GameStop Jumps Into NFTS Just as the Market Collapses

GameStop Jumps Into NFTS Just as the Market Collapses
Contributor: Luke Plunkett

The NFT market, and other blockchain-associated grifts like cryptocurrency, are having a very bad month, as their perceived “value” evaporates and whatever actual monetary value they had falls through the floor. To which GameStop says: lol.

Here’s what we wrote about the market’s troubles just last week:

“The NFT market is collapsing.” Citing not only that 92 per cent fall in sales, but also the extraordinary drop of “active wallets” by 88 per cent since November.

This is partly due, it seems, to the rising interest rates that are strangling the poorest, but in turn is causing the richest to be far less risky in their speculation. And you can’t get much more speculative than betting on mass delusion of jpeg ownership.

And yet! The company chose today of all days to officially unveil it’s GameStop NFT marketplace with this statement, along with an empty website:

What the internet did for communication, blockchains do for value. Now, global communities can connect, coordinate, and transact like never before.

Public, permissionless, credibly neutral value layers – > Power to the players.

None of which actually means anything, of course, but then what else would you expect from a company run in 2022 largely as a meme (and which still treats its workers like shit), and which is getting into NFTs now, long after it has become clear that nobody outside the laser-eyed technocult gives even a fraction of a shit about jpgs of apes.

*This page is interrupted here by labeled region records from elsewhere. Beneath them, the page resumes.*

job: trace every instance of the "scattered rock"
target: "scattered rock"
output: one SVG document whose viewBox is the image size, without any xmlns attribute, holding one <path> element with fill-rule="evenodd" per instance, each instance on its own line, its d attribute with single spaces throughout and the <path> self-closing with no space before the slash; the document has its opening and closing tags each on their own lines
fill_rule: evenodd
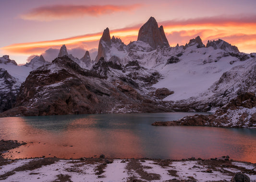
<svg viewBox="0 0 256 182">
<path fill-rule="evenodd" d="M 250 178 L 241 172 L 236 173 L 231 179 L 231 182 L 250 182 Z"/>
<path fill-rule="evenodd" d="M 105 159 L 105 161 L 107 164 L 111 164 L 111 163 L 113 163 L 113 160 L 111 160 L 108 159 Z"/>
<path fill-rule="evenodd" d="M 101 154 L 99 156 L 99 158 L 101 159 L 104 159 L 105 158 L 105 155 L 104 154 Z"/>
<path fill-rule="evenodd" d="M 206 172 L 210 173 L 212 173 L 212 170 L 211 170 L 210 169 L 207 169 L 205 171 L 205 172 Z"/>
<path fill-rule="evenodd" d="M 170 91 L 168 89 L 166 88 L 161 88 L 158 89 L 155 91 L 154 95 L 158 98 L 159 99 L 163 99 L 168 95 L 172 94 L 174 93 L 173 91 Z"/>
</svg>

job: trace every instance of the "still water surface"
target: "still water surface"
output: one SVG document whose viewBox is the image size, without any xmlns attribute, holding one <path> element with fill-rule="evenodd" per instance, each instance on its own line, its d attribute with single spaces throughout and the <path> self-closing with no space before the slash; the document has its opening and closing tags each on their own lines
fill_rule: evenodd
<svg viewBox="0 0 256 182">
<path fill-rule="evenodd" d="M 151 125 L 155 121 L 176 120 L 195 114 L 2 118 L 0 139 L 33 142 L 5 156 L 11 158 L 45 156 L 69 159 L 104 154 L 107 157 L 180 159 L 229 155 L 233 159 L 256 163 L 256 129 Z"/>
</svg>

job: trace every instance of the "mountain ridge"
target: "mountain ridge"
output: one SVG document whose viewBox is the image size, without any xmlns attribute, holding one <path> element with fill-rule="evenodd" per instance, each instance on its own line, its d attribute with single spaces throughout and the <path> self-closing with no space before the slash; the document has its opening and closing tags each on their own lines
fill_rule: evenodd
<svg viewBox="0 0 256 182">
<path fill-rule="evenodd" d="M 243 93 L 256 93 L 255 54 L 241 53 L 221 39 L 209 41 L 206 46 L 199 36 L 185 46 L 171 47 L 163 26 L 158 27 L 153 17 L 140 31 L 137 41 L 126 45 L 119 38 L 110 38 L 107 28 L 95 61 L 88 51 L 81 59 L 69 55 L 63 45 L 60 56 L 52 63 L 37 61 L 41 57 L 37 57 L 26 66 L 19 67 L 11 61 L 0 63 L 17 79 L 21 88 L 15 95 L 16 107 L 0 116 L 206 112 L 222 107 Z M 7 56 L 2 58 L 7 59 Z M 31 66 L 34 62 L 40 63 Z M 13 71 L 15 68 L 26 73 L 19 76 Z M 62 75 L 66 76 L 63 80 Z M 62 92 L 62 97 L 52 91 L 54 89 Z M 30 90 L 29 94 L 34 95 L 25 91 Z M 40 90 L 47 94 L 37 94 Z M 69 95 L 68 91 L 72 94 Z M 48 98 L 51 99 L 45 100 Z M 106 108 L 100 109 L 103 106 Z M 61 108 L 65 108 L 62 112 Z"/>
</svg>

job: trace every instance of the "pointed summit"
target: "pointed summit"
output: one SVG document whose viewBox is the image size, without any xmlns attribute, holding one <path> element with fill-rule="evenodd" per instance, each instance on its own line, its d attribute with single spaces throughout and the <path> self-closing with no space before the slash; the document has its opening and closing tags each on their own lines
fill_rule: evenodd
<svg viewBox="0 0 256 182">
<path fill-rule="evenodd" d="M 95 61 L 98 61 L 101 57 L 105 57 L 106 53 L 110 50 L 109 46 L 111 46 L 111 38 L 110 36 L 110 30 L 107 28 L 103 31 L 102 36 L 99 40 L 98 48 L 98 54 L 95 58 Z"/>
<path fill-rule="evenodd" d="M 236 46 L 232 46 L 231 44 L 221 39 L 217 41 L 208 41 L 206 47 L 212 46 L 215 49 L 220 49 L 229 52 L 239 52 L 239 50 Z"/>
<path fill-rule="evenodd" d="M 62 45 L 61 47 L 61 49 L 60 50 L 60 53 L 59 53 L 59 55 L 58 55 L 58 57 L 62 57 L 64 56 L 68 56 L 68 52 L 67 51 L 67 47 L 66 47 L 66 46 Z"/>
<path fill-rule="evenodd" d="M 106 29 L 104 30 L 102 36 L 100 38 L 100 40 L 103 41 L 107 43 L 111 44 L 111 38 L 110 37 L 110 30 L 109 28 L 107 27 Z"/>
<path fill-rule="evenodd" d="M 189 43 L 188 44 L 189 46 L 195 45 L 197 45 L 196 47 L 197 48 L 202 48 L 206 47 L 205 45 L 203 44 L 203 42 L 202 42 L 202 39 L 201 39 L 201 38 L 200 38 L 200 36 L 197 36 L 196 37 L 193 39 L 190 39 L 189 40 Z"/>
<path fill-rule="evenodd" d="M 158 28 L 158 23 L 152 17 L 140 28 L 137 40 L 148 43 L 154 49 L 158 46 L 169 46 L 163 26 Z"/>
<path fill-rule="evenodd" d="M 160 32 L 161 37 L 162 37 L 162 39 L 163 40 L 163 43 L 164 43 L 164 46 L 170 46 L 169 43 L 168 42 L 168 40 L 167 40 L 167 39 L 166 38 L 166 37 L 165 36 L 165 34 L 164 33 L 164 27 L 163 27 L 163 25 L 160 26 L 160 27 L 159 27 L 159 31 Z"/>
<path fill-rule="evenodd" d="M 30 67 L 33 69 L 36 69 L 37 68 L 44 65 L 46 64 L 46 61 L 43 57 L 41 55 L 40 57 L 37 56 L 33 59 L 32 59 L 30 62 L 26 63 L 24 66 L 27 67 Z"/>
<path fill-rule="evenodd" d="M 91 57 L 90 57 L 89 51 L 86 51 L 85 52 L 85 56 L 81 58 L 81 60 L 85 63 L 87 67 L 91 65 Z"/>
</svg>

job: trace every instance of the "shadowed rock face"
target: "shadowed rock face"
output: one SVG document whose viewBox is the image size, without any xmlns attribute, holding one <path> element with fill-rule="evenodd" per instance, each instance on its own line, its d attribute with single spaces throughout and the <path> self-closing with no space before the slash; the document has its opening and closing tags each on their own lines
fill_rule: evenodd
<svg viewBox="0 0 256 182">
<path fill-rule="evenodd" d="M 206 45 L 206 47 L 209 46 L 213 47 L 215 49 L 220 49 L 229 52 L 239 52 L 239 50 L 237 46 L 232 46 L 221 39 L 217 41 L 208 41 Z"/>
<path fill-rule="evenodd" d="M 33 69 L 36 69 L 44 65 L 46 63 L 46 61 L 43 56 L 41 55 L 40 57 L 37 56 L 31 59 L 30 62 L 26 63 L 24 66 L 27 67 L 30 67 Z"/>
<path fill-rule="evenodd" d="M 98 48 L 98 54 L 95 58 L 95 61 L 98 62 L 100 57 L 105 57 L 106 53 L 109 50 L 108 47 L 111 46 L 111 38 L 110 30 L 107 28 L 104 30 L 101 38 L 99 40 Z"/>
<path fill-rule="evenodd" d="M 67 51 L 67 47 L 66 47 L 66 46 L 62 45 L 61 47 L 61 49 L 60 50 L 60 52 L 59 53 L 59 55 L 58 55 L 58 57 L 62 57 L 62 56 L 68 56 L 68 52 Z"/>
<path fill-rule="evenodd" d="M 246 92 L 232 100 L 227 105 L 217 110 L 215 114 L 208 115 L 196 114 L 188 116 L 176 121 L 156 122 L 155 126 L 206 125 L 228 127 L 255 127 L 256 97 L 253 93 Z M 255 111 L 254 111 L 255 112 Z M 234 115 L 237 115 L 235 120 Z"/>
<path fill-rule="evenodd" d="M 201 48 L 201 47 L 205 47 L 205 45 L 203 44 L 203 42 L 202 42 L 202 40 L 201 39 L 201 38 L 200 38 L 200 36 L 197 36 L 196 37 L 195 37 L 194 39 L 190 39 L 189 41 L 189 43 L 188 44 L 188 46 L 192 46 L 194 45 L 196 45 L 196 47 L 197 48 Z"/>
<path fill-rule="evenodd" d="M 120 72 L 122 68 L 102 59 L 88 70 L 64 56 L 31 71 L 22 84 L 16 107 L 0 116 L 106 113 L 122 109 L 166 111 L 140 93 L 129 77 L 110 76 L 110 71 Z"/>
<path fill-rule="evenodd" d="M 154 49 L 169 46 L 163 26 L 158 28 L 157 21 L 152 17 L 140 29 L 137 40 L 148 43 Z"/>
<path fill-rule="evenodd" d="M 84 57 L 81 58 L 81 60 L 85 63 L 85 64 L 87 67 L 88 67 L 89 66 L 91 65 L 91 61 L 89 51 L 86 51 L 85 52 L 85 56 L 84 56 Z"/>
<path fill-rule="evenodd" d="M 8 55 L 4 55 L 0 57 L 0 64 L 3 63 L 5 65 L 11 64 L 17 66 L 17 64 L 14 60 L 10 59 Z"/>
<path fill-rule="evenodd" d="M 160 27 L 159 27 L 159 31 L 160 32 L 160 34 L 161 34 L 162 39 L 163 40 L 164 46 L 170 46 L 168 40 L 167 40 L 167 39 L 166 38 L 166 36 L 165 36 L 165 33 L 164 33 L 164 27 L 163 27 L 163 25 L 160 26 Z"/>
<path fill-rule="evenodd" d="M 0 68 L 0 112 L 15 105 L 19 89 L 16 79 L 5 69 Z"/>
</svg>

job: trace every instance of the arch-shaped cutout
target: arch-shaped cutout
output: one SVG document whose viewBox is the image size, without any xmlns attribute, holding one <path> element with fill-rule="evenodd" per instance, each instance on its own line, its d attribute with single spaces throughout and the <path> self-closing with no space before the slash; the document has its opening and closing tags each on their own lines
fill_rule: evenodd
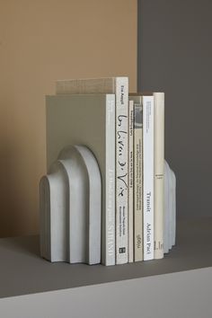
<svg viewBox="0 0 212 318">
<path fill-rule="evenodd" d="M 93 153 L 64 148 L 40 183 L 40 250 L 50 261 L 101 261 L 102 181 Z"/>
</svg>

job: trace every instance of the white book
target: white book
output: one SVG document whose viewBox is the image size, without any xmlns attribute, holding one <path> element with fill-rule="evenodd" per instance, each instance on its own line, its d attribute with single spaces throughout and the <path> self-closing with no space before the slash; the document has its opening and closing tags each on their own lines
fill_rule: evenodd
<svg viewBox="0 0 212 318">
<path fill-rule="evenodd" d="M 170 210 L 170 182 L 169 165 L 164 161 L 164 219 L 163 219 L 163 252 L 169 252 L 169 210 Z"/>
<path fill-rule="evenodd" d="M 69 145 L 86 146 L 100 166 L 102 262 L 115 265 L 115 94 L 47 96 L 47 165 Z"/>
<path fill-rule="evenodd" d="M 134 261 L 134 102 L 128 102 L 128 262 Z"/>
<path fill-rule="evenodd" d="M 154 96 L 143 96 L 144 261 L 154 259 Z"/>
<path fill-rule="evenodd" d="M 176 242 L 176 176 L 172 170 L 172 245 L 175 245 Z"/>
<path fill-rule="evenodd" d="M 116 263 L 128 262 L 128 78 L 126 76 L 61 80 L 57 94 L 116 95 Z"/>
<path fill-rule="evenodd" d="M 154 93 L 154 234 L 155 259 L 163 257 L 164 218 L 164 93 Z"/>
<path fill-rule="evenodd" d="M 141 96 L 134 97 L 134 260 L 135 261 L 144 260 L 143 105 Z"/>
</svg>

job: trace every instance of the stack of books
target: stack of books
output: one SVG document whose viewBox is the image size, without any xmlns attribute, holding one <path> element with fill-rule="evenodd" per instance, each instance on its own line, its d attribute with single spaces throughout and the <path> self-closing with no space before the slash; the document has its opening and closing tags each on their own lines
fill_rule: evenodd
<svg viewBox="0 0 212 318">
<path fill-rule="evenodd" d="M 47 96 L 48 168 L 67 145 L 86 146 L 100 166 L 102 263 L 163 258 L 164 228 L 173 227 L 164 211 L 164 93 L 128 93 L 125 76 L 57 81 Z"/>
</svg>

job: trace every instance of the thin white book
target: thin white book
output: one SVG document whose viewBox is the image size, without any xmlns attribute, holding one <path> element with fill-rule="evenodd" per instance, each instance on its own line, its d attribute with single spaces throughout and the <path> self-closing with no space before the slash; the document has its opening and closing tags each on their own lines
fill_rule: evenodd
<svg viewBox="0 0 212 318">
<path fill-rule="evenodd" d="M 128 102 L 128 262 L 134 261 L 134 102 Z"/>
<path fill-rule="evenodd" d="M 172 245 L 174 246 L 176 243 L 176 176 L 172 170 Z"/>
<path fill-rule="evenodd" d="M 144 261 L 154 259 L 154 96 L 143 96 Z"/>
<path fill-rule="evenodd" d="M 47 96 L 48 171 L 69 145 L 86 146 L 101 171 L 102 262 L 115 265 L 115 94 Z"/>
<path fill-rule="evenodd" d="M 164 93 L 154 93 L 154 234 L 155 259 L 163 257 L 164 218 Z"/>
<path fill-rule="evenodd" d="M 116 95 L 116 263 L 127 263 L 128 208 L 128 78 L 126 76 L 60 80 L 57 94 Z"/>
<path fill-rule="evenodd" d="M 169 211 L 170 211 L 170 178 L 169 164 L 164 161 L 164 219 L 163 219 L 163 252 L 169 252 Z"/>
</svg>

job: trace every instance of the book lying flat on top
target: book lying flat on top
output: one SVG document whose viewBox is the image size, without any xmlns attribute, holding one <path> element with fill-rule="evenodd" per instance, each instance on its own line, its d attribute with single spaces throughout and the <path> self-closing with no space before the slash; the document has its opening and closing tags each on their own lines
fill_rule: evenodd
<svg viewBox="0 0 212 318">
<path fill-rule="evenodd" d="M 114 93 L 116 96 L 116 263 L 128 262 L 128 78 L 57 81 L 57 94 Z"/>
<path fill-rule="evenodd" d="M 115 265 L 115 94 L 47 96 L 47 165 L 69 145 L 86 146 L 100 166 L 102 262 Z"/>
</svg>

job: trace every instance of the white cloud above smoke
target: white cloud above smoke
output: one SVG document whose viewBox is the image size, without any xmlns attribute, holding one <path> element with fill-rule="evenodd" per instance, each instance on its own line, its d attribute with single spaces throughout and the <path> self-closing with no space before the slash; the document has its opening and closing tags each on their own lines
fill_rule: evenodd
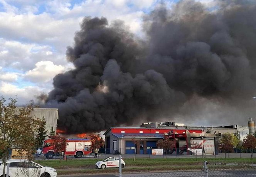
<svg viewBox="0 0 256 177">
<path fill-rule="evenodd" d="M 41 61 L 35 64 L 35 68 L 26 72 L 24 78 L 34 82 L 47 82 L 63 72 L 64 69 L 61 65 L 54 65 L 50 61 Z"/>
</svg>

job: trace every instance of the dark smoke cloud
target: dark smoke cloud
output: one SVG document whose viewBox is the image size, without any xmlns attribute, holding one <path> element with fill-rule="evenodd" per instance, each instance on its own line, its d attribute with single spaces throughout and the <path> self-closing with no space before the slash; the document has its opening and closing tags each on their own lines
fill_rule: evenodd
<svg viewBox="0 0 256 177">
<path fill-rule="evenodd" d="M 45 106 L 69 133 L 143 119 L 244 121 L 256 113 L 256 3 L 228 1 L 159 5 L 143 17 L 143 40 L 122 22 L 85 18 L 67 50 L 75 69 L 54 77 Z"/>
</svg>

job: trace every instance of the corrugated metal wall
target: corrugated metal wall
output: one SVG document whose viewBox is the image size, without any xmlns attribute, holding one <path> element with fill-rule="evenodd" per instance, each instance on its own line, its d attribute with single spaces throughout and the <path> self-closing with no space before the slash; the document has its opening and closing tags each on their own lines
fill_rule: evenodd
<svg viewBox="0 0 256 177">
<path fill-rule="evenodd" d="M 22 108 L 16 108 L 17 114 L 18 114 L 19 110 Z M 35 116 L 39 119 L 43 117 L 46 121 L 45 127 L 48 133 L 50 132 L 52 127 L 56 132 L 57 127 L 57 119 L 59 119 L 58 109 L 54 108 L 33 108 L 33 111 L 30 114 L 30 116 Z"/>
</svg>

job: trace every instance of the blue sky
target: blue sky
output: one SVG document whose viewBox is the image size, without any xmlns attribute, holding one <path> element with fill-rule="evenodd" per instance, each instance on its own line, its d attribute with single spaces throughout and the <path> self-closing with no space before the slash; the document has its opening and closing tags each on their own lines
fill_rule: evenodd
<svg viewBox="0 0 256 177">
<path fill-rule="evenodd" d="M 66 50 L 84 16 L 121 19 L 141 37 L 142 15 L 160 3 L 171 8 L 177 1 L 0 0 L 0 95 L 18 94 L 23 104 L 50 91 L 54 76 L 74 67 L 66 60 Z"/>
</svg>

Speaking of memes, GameStop made all kinds of headlines last year when hyper-capitalist stock kids started messing with the company’s share prices, got a “Reddit hero and former pet food tycoon” made chairman of the board of directors and tried to turn the company into an Amazon-lite.

It worked, for a little while, though as other “meme stocks” collapse, GameStop — whose share prices are down 40 per cent on the year — isn’t looking too great either. While things spiked briefly in April, leaping from $US78 ($108) per share last month to over $US185 ($257) in a single day, that hasn’t been enough to stop the company’s slow slide away from its 2021 heights.

It’s tough to predict any kind of success for this, especially given the timing, but if anyone can figure out a way to make money off pre-owned jpegs, it’s these guys.